Perhaps I agree with Dr. Stonebraker. This is my answer which might not be the correct answer. My reasons for O_DIRECT are performance, quality of service (QoS) and manageability and performance might get too much attention. I don't dislike Linux but the VM, buffered IO, readahead and page cache are there for all Linux use cases. They must be general purpose. Complex system software like a DBMS isn't general purpose and can do its own thing when needed. Also, I appreciate that kernel developers have done a lot to make Linux better for a DBMS. One of the perks at FB was easy access to many kernel developers.
Most of my web-scale MySQL/InnoDB experience is with O_DIRECT. While InnoDB can use buffered IO we always chose O_DIRECT. Eventually, RocksDB arrived and it only did buffered IO for a few years. Then O_DIRECT support was added and perhaps one day the web-scale MyRocks team will explain what they use.
I deal with readahead when running benchmarks and a common experience is using the wrong (too large) value and then repeating tests which means I spend more time and more SSD endurance thanks to buffered IO. I have many blog posts with performance results for readahead including at least one for MongoDB. Usually my goal was to find which small value is good enough. I learned that 0 is too small. Readahead can help scan-heavy workloads, but my focus is on OLTP where we avoided most scans except for logical backup.
I understand why buffered IO is used by some DBMS. Early in the product lifecycle it can be a placeholder until more features are added to make O_DIRECT performant. The benefits of the OS page cache include:
- Filesystem readahead can be used before the DBMS adds support for prefetching when doing scans. But filesystem readahead is a black box, might differ between filesystems, provides no metrics and will do the wrong thing for some workloads. InnoDB provides a prefetch feature which can help when O_DIRECT is used. I disabled it because OLTP. The Facebook MySQL team (thanks Nizam) added logical readahead to make logical backup faster and more efficient. Filesystem readahead is likely to struggle with index structure fragmentation, so it is best suited for heap-organized tables and will suffer with index scans.

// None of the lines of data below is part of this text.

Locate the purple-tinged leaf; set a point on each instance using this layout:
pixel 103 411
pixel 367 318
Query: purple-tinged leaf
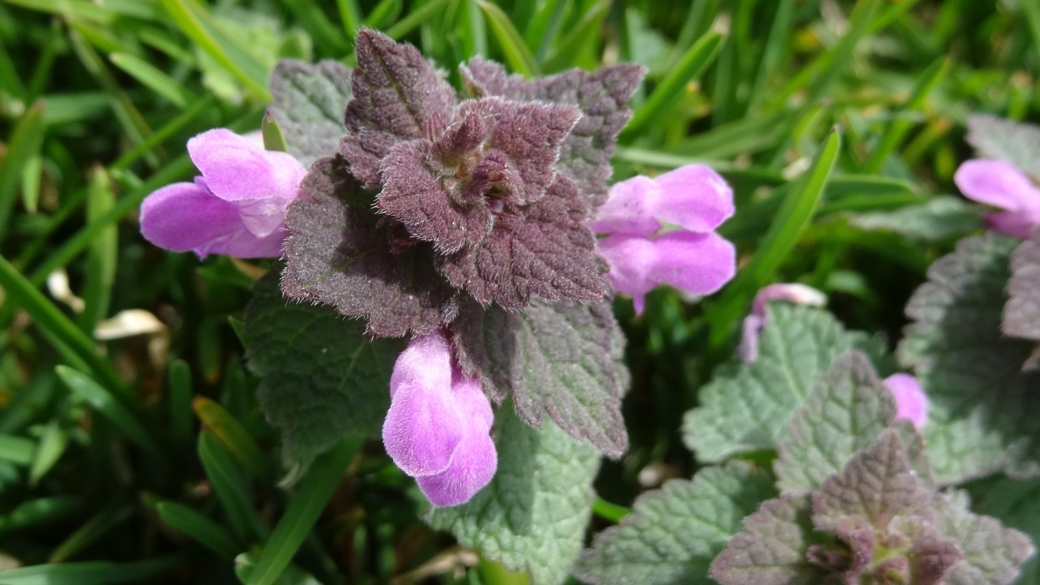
pixel 320 379
pixel 342 254
pixel 993 554
pixel 562 360
pixel 309 104
pixel 547 251
pixel 1021 314
pixel 982 404
pixel 848 410
pixel 774 547
pixel 397 97
pixel 876 485
pixel 674 533
pixel 1004 140
pixel 602 96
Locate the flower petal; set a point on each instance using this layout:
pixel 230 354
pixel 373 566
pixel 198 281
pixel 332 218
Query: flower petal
pixel 911 402
pixel 184 217
pixel 997 183
pixel 238 170
pixel 475 460
pixel 699 263
pixel 424 424
pixel 629 208
pixel 695 198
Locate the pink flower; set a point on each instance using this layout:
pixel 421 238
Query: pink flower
pixel 693 258
pixel 1003 185
pixel 438 426
pixel 236 207
pixel 911 402
pixel 755 322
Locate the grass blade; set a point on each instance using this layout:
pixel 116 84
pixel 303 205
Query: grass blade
pixel 312 494
pixel 668 93
pixel 516 51
pixel 106 404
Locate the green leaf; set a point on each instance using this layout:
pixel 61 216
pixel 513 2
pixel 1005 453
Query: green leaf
pixel 747 407
pixel 982 404
pixel 847 412
pixel 534 513
pixel 993 554
pixel 1021 314
pixel 561 360
pixel 675 532
pixel 321 379
pixel 312 496
pixel 1004 140
pixel 773 549
pixel 938 219
pixel 309 105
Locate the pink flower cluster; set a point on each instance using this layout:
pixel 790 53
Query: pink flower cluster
pixel 439 423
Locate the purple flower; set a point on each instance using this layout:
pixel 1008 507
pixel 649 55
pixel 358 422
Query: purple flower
pixel 755 322
pixel 911 402
pixel 693 258
pixel 236 207
pixel 1003 185
pixel 438 426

- Doing writes to the OS page cache followed by fsync can be used before the DBMS adds support for async IO or background write threads. But Postgres suffered for so long from this approach because calling fsync with an unknown amount of dirty pages in the OS page cache can starve all other pending IO requests for many seconds. The situation is less dire today thanks to work by Jens Axboe to make writeback less annoying. There was much discussion in 2014 at a summit that included Postgres and Linux kernel developers. In addition to Linux improvements, features have been added to Postgres to reduce the impact from writeback storms -- read this to learn about spread checkpoints.

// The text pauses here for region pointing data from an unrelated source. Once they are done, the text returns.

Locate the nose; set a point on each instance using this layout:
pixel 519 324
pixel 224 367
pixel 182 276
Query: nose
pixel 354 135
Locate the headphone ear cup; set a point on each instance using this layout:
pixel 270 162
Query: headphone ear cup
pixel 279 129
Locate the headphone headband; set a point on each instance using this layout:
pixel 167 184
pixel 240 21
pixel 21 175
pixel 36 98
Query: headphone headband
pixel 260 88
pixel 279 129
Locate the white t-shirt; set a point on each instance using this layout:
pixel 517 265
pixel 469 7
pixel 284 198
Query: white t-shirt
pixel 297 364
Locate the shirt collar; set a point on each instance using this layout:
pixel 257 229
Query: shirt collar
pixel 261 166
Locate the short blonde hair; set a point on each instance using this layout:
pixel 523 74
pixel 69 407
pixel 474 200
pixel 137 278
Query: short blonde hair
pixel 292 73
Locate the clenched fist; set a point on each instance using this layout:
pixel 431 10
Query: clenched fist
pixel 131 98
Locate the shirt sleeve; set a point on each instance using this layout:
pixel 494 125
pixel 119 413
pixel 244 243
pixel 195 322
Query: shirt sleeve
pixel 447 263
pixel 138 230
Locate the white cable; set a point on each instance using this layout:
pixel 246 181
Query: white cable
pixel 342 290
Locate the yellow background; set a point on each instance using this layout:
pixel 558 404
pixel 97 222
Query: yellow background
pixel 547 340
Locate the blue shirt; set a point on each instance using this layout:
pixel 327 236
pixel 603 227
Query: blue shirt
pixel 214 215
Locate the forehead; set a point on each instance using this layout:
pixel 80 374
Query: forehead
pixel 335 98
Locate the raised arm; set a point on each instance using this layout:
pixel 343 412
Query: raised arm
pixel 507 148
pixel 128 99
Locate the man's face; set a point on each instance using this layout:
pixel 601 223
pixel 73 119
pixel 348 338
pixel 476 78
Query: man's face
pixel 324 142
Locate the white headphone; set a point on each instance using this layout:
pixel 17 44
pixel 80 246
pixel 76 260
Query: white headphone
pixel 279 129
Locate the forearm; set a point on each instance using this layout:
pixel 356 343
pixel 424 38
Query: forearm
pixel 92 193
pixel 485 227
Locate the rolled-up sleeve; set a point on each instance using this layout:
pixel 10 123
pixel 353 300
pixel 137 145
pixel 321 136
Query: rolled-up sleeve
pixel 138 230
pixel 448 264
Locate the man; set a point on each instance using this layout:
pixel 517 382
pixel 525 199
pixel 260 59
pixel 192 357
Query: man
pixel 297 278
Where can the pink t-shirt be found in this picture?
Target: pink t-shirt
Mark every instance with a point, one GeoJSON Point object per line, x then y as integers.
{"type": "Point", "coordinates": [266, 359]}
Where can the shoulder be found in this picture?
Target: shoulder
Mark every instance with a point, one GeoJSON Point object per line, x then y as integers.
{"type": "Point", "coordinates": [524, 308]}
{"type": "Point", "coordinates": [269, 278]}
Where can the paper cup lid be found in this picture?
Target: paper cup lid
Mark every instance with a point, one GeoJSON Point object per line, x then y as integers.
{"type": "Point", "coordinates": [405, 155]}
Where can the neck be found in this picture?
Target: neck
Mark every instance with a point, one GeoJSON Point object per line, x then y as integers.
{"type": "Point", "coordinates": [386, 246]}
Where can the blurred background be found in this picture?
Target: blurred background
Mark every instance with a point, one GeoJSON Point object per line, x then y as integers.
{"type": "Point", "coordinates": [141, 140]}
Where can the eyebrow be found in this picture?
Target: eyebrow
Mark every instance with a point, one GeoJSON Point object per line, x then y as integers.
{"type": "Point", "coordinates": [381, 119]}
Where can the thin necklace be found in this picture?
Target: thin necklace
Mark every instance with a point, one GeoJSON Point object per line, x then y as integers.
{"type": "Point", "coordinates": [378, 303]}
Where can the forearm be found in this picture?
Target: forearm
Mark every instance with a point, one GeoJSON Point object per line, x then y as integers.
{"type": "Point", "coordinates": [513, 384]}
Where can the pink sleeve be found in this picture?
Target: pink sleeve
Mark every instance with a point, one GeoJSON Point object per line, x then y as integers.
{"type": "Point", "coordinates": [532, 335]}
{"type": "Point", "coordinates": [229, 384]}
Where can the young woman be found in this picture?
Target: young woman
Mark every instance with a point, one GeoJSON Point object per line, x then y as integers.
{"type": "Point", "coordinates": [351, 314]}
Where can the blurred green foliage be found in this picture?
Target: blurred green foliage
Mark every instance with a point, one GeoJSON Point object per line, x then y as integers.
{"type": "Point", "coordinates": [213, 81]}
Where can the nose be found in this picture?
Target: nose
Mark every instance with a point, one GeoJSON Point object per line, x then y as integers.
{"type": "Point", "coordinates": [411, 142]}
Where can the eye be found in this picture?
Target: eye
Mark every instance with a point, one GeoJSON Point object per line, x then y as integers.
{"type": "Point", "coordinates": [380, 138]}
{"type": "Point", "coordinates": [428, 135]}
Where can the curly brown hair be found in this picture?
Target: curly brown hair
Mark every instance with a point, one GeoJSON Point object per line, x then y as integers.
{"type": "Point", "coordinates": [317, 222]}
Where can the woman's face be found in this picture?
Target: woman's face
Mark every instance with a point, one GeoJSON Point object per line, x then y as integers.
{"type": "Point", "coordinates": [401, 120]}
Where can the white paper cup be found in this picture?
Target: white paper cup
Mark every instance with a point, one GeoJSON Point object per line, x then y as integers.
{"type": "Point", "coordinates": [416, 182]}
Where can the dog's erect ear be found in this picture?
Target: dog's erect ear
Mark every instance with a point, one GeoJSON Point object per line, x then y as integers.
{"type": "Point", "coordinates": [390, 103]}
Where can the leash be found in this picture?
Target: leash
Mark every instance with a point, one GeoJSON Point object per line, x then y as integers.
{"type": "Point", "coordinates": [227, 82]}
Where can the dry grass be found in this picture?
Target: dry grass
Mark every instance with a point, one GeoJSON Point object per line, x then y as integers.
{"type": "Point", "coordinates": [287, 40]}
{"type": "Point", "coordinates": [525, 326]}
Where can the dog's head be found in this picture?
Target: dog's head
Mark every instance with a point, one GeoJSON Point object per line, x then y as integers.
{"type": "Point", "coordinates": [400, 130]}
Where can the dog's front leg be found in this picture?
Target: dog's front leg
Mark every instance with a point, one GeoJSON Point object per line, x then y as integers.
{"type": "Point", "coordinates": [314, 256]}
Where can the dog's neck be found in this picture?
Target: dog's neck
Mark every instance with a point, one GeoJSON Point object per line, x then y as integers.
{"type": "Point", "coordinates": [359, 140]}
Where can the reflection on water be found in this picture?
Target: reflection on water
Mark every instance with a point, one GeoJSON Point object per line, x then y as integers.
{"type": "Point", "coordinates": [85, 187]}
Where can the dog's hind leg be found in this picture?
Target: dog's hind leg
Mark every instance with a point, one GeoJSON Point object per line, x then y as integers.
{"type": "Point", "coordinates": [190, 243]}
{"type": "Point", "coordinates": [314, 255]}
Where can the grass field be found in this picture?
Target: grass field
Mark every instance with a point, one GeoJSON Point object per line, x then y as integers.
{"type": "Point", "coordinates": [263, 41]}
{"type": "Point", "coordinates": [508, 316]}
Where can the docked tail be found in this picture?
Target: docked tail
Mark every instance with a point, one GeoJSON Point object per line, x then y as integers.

- For a DBMS that does compression it is easier to use the DBMS cache for uncompressed pages and the OS page cache for compressed pages. I am familiar with amazing work in InnoDB to manage both in the DBMS cache. We all agree the code is very complex. RocksDB also has an option to cache both in its block cache but I have little experience with the feature. It is hard to figure out the best way to divide the DBMS cache between compressed and uncompressed pages.

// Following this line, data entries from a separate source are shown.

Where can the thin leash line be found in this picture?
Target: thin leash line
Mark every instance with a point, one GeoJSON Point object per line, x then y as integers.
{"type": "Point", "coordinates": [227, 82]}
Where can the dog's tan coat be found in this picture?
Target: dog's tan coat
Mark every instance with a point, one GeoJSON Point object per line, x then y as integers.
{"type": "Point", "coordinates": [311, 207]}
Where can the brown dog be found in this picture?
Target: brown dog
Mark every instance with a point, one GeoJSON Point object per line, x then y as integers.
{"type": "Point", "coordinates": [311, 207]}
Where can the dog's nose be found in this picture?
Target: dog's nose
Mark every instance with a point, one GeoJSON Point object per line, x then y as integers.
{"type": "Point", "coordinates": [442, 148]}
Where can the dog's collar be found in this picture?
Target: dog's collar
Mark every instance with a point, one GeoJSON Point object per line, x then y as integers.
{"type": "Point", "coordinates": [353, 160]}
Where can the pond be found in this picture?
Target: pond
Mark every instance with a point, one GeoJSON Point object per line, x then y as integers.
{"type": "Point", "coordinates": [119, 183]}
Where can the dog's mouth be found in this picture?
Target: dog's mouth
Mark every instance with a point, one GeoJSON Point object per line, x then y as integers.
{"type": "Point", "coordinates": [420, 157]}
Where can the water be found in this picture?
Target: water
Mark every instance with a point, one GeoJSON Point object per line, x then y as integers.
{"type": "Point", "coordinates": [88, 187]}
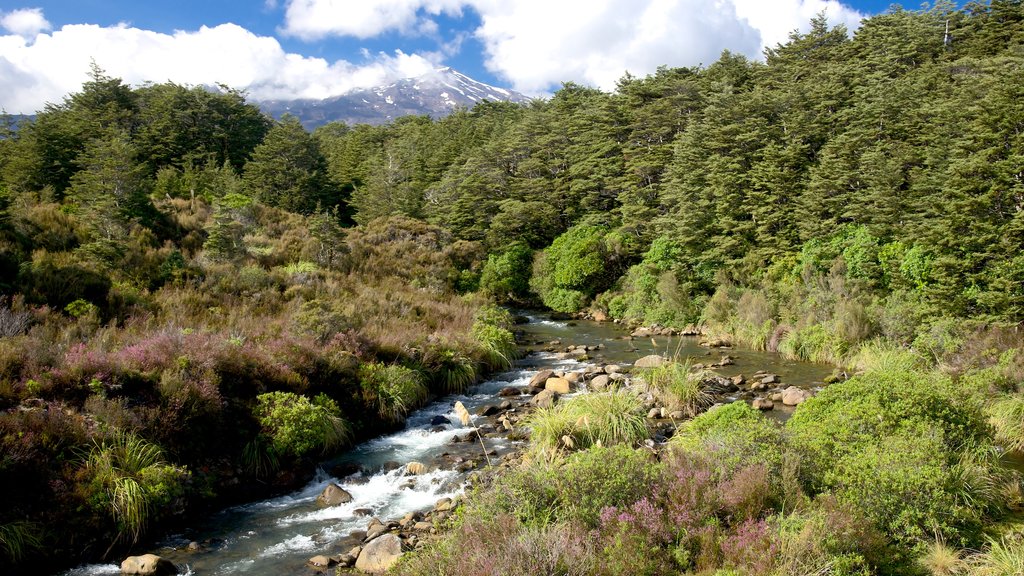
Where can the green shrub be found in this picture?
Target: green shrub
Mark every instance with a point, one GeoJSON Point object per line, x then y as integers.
{"type": "Point", "coordinates": [506, 276]}
{"type": "Point", "coordinates": [679, 386]}
{"type": "Point", "coordinates": [298, 425]}
{"type": "Point", "coordinates": [395, 391]}
{"type": "Point", "coordinates": [905, 448]}
{"type": "Point", "coordinates": [605, 419]}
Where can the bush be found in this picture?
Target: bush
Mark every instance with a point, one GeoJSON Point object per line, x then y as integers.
{"type": "Point", "coordinates": [591, 419]}
{"type": "Point", "coordinates": [679, 386]}
{"type": "Point", "coordinates": [506, 276]}
{"type": "Point", "coordinates": [395, 391]}
{"type": "Point", "coordinates": [905, 448]}
{"type": "Point", "coordinates": [298, 425]}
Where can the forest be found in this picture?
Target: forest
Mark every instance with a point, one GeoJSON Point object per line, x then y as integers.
{"type": "Point", "coordinates": [175, 266]}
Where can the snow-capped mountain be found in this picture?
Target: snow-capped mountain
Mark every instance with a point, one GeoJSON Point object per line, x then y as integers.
{"type": "Point", "coordinates": [435, 93]}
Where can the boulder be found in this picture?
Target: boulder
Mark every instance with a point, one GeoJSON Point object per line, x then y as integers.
{"type": "Point", "coordinates": [147, 565]}
{"type": "Point", "coordinates": [544, 399]}
{"type": "Point", "coordinates": [379, 554]}
{"type": "Point", "coordinates": [486, 410]}
{"type": "Point", "coordinates": [652, 361]}
{"type": "Point", "coordinates": [794, 396]}
{"type": "Point", "coordinates": [558, 385]}
{"type": "Point", "coordinates": [464, 417]}
{"type": "Point", "coordinates": [538, 380]}
{"type": "Point", "coordinates": [334, 495]}
{"type": "Point", "coordinates": [322, 562]}
{"type": "Point", "coordinates": [600, 382]}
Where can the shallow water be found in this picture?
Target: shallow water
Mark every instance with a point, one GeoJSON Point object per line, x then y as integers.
{"type": "Point", "coordinates": [278, 535]}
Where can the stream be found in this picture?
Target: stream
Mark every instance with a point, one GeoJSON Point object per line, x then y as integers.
{"type": "Point", "coordinates": [279, 535]}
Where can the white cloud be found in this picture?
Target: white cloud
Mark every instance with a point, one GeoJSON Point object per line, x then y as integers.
{"type": "Point", "coordinates": [536, 44]}
{"type": "Point", "coordinates": [311, 19]}
{"type": "Point", "coordinates": [56, 64]}
{"type": "Point", "coordinates": [27, 23]}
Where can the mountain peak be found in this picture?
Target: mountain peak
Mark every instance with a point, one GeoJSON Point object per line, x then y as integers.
{"type": "Point", "coordinates": [436, 93]}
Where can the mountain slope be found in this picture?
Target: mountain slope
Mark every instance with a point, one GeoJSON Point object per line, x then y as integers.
{"type": "Point", "coordinates": [436, 94]}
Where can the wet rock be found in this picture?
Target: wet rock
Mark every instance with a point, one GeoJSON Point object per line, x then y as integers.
{"type": "Point", "coordinates": [538, 380]}
{"type": "Point", "coordinates": [334, 495]}
{"type": "Point", "coordinates": [462, 413]}
{"type": "Point", "coordinates": [379, 554]}
{"type": "Point", "coordinates": [651, 361]}
{"type": "Point", "coordinates": [147, 565]}
{"type": "Point", "coordinates": [558, 385]}
{"type": "Point", "coordinates": [322, 562]}
{"type": "Point", "coordinates": [794, 396]}
{"type": "Point", "coordinates": [544, 399]}
{"type": "Point", "coordinates": [600, 382]}
{"type": "Point", "coordinates": [488, 410]}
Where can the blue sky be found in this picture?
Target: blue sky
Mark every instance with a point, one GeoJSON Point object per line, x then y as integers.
{"type": "Point", "coordinates": [316, 48]}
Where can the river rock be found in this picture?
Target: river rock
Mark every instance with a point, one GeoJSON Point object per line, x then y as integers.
{"type": "Point", "coordinates": [538, 380]}
{"type": "Point", "coordinates": [600, 382]}
{"type": "Point", "coordinates": [147, 565]}
{"type": "Point", "coordinates": [487, 410]}
{"type": "Point", "coordinates": [464, 417]}
{"type": "Point", "coordinates": [322, 562]}
{"type": "Point", "coordinates": [379, 554]}
{"type": "Point", "coordinates": [334, 495]}
{"type": "Point", "coordinates": [557, 385]}
{"type": "Point", "coordinates": [443, 505]}
{"type": "Point", "coordinates": [794, 396]}
{"type": "Point", "coordinates": [652, 361]}
{"type": "Point", "coordinates": [544, 399]}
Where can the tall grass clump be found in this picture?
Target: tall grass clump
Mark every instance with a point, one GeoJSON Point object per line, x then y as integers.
{"type": "Point", "coordinates": [394, 389]}
{"type": "Point", "coordinates": [492, 330]}
{"type": "Point", "coordinates": [679, 386]}
{"type": "Point", "coordinates": [132, 482]}
{"type": "Point", "coordinates": [603, 419]}
{"type": "Point", "coordinates": [1007, 416]}
{"type": "Point", "coordinates": [17, 539]}
{"type": "Point", "coordinates": [881, 356]}
{"type": "Point", "coordinates": [1004, 558]}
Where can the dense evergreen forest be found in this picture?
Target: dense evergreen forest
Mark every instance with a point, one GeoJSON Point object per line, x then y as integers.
{"type": "Point", "coordinates": [176, 266]}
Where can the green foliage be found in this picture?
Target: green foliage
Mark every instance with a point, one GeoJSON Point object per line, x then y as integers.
{"type": "Point", "coordinates": [395, 391]}
{"type": "Point", "coordinates": [572, 269]}
{"type": "Point", "coordinates": [298, 425]}
{"type": "Point", "coordinates": [129, 480]}
{"type": "Point", "coordinates": [905, 447]}
{"type": "Point", "coordinates": [593, 419]}
{"type": "Point", "coordinates": [506, 276]}
{"type": "Point", "coordinates": [679, 386]}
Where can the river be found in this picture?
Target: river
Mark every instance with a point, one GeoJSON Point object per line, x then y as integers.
{"type": "Point", "coordinates": [275, 536]}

Performance advantages for O_DIRECT include:
- Does one memory copy to move data from storage to the DBMS while buffered needs two
- Avoids CPU and mutex contention overhead in the OS page cache
- Avoids wasting memory from double buffering between the DBMS cache and OS page cache
QoS advantages for O_DIRECT include:
- Filesystem readahead is frequently wrong and either wastes IO or favors the wrong user leading to worse IO response times for other users
- OS page cache will get trashed by other services sharing the host
- Writeback storms starve other IO requests. Writeback is usually a background task and can tolerate response time variance. Too much writeback makes user reads and log fsync slower and those operations don't want response time variance.
- Reduces stalls - this is a placeholder because my local expert has yet to explain this in public. But you will have a better time with Linux when moving less data through the OS page cache, especially with modern storage devices that can sustain many GB/sec of throughput. And when you aren't having a good time then you can fix the DBMS. The DBMS is involved whether or not it relies on the OS page cache so you always have to make it work.
- DBMS prefetch and writeback are documented, tunable and provide metrics. Such claims are less true for filesystem readahead and VM writeback. There is a lot of advice on the web and much disagreement especially on the topic of min_free_kbytes. Domas used to be my source on this but he doesn't blog enough about the Linux VM.